Existing knowledge distillation based continual semantic segmentation (CSS) methods continue to suffer from the confusion between the background and novel classes. To address this issue, we propose a new label-guided knowledge distillation (LGKD) loss for CSS, which builds a reliable class correspondence across incremental steps and alleviates the novel-background confusion. The figure below illustrates the distinction of our proposed LGKD loss from existing arts.
This repository contains the official implementation for LGKD, built upon Douillard et al.'s repository. If you find it useful, please consider to cite our paper:
@inproceedings{yang2023label,
title={Label-guided knowledge distillation for continual semantic segmentation on 2d images and 3d point clouds},
author={Yang, Ze and Li, Ruibo and Ling, Evan and Zhang, Chi and Wang, Yiming and Huang, Dezhao and Ma, Keng Teck and Hur, Minhoe and Lin, Guosheng},
booktitle={Proceedings of the IEEE/CVF International Conference on Computer Vision},
pages={18601--18612},
year={2023}
}
This repo is tested with the following environment (see environment.yml for details) on 2x RTX 3090, though it may also work with other versions.
- Python (3.8.12)
- Pytorch (1.10.2+cu11.3.1)
- apex (0.1)
- inplace-abn (1.1.0)
Readily setup with the following command lines. Do remember to check your own cuda version.
# pytorch installation
conda install pytorch torchvision pytorch-cuda=12.1 -c pytorch -c nvidia
# other required packages
pip install matplotlib inplace_abn tensorboardX tensorboard termcolor
# apex installation
git clone https://github.com/NVIDIA/apex
cd apex
# if pip >= 23.1 (ref: https://pip.pypa.io/en/stable/news/#v23-1) which supports multiple `--config-settings` with the same key...
pip install -v --disable-pip-version-check --no-cache-dir --no-build-isolation --config-settings "--build-option=--cpp_ext" --config-settings "--build-option=--cuda_ext" ./
# otherwise
pip install -v --disable-pip-version-check --no-cache-dir --no-build-isolation --global-option="--cpp_ext" --global-option="--cuda_ext" ./
Download ADE20k and Pascal-VOC 2012 with the scripts in the data
folder.
Feel free to create a symbolic link instead if you already have a local copy of the standard PASCAL-VOC benchmark.

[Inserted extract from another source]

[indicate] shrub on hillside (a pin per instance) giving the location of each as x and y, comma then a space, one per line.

Expected dataset structure for PASCAL VOC 2012:
PascalVOC2012
├── VOCdevkit # standard Pascal VOC benchmark
│ ├── (VOC2007) # optional, will not be downloaded by the script
│ │ ├── ImageSets
│ │ └── ...
│ └── VOC2012
│ ├── ImageSets
│ └── ...
├── SegmentationClassAug
├── SegmentationClassAug_Visualization
└── list
Expected dataset structure for ADE20k:
ADEChallengeData2016 # standard ADE20k benchmark
├── annotations
├── images
├── objectInfo150.txt
└── sceneCategories.txt
We used the pretrained model released by the authors of In-place ABN.
Create a directory named ./pretrained
and download the weights of ResNet pretrained on ImageNet.
To reproduce our results, simply run the corresponding script (VOC 15-1 for example):
bash scripts/voc/lgkd_15-1.sh
- Note that you will need to specify your own data path.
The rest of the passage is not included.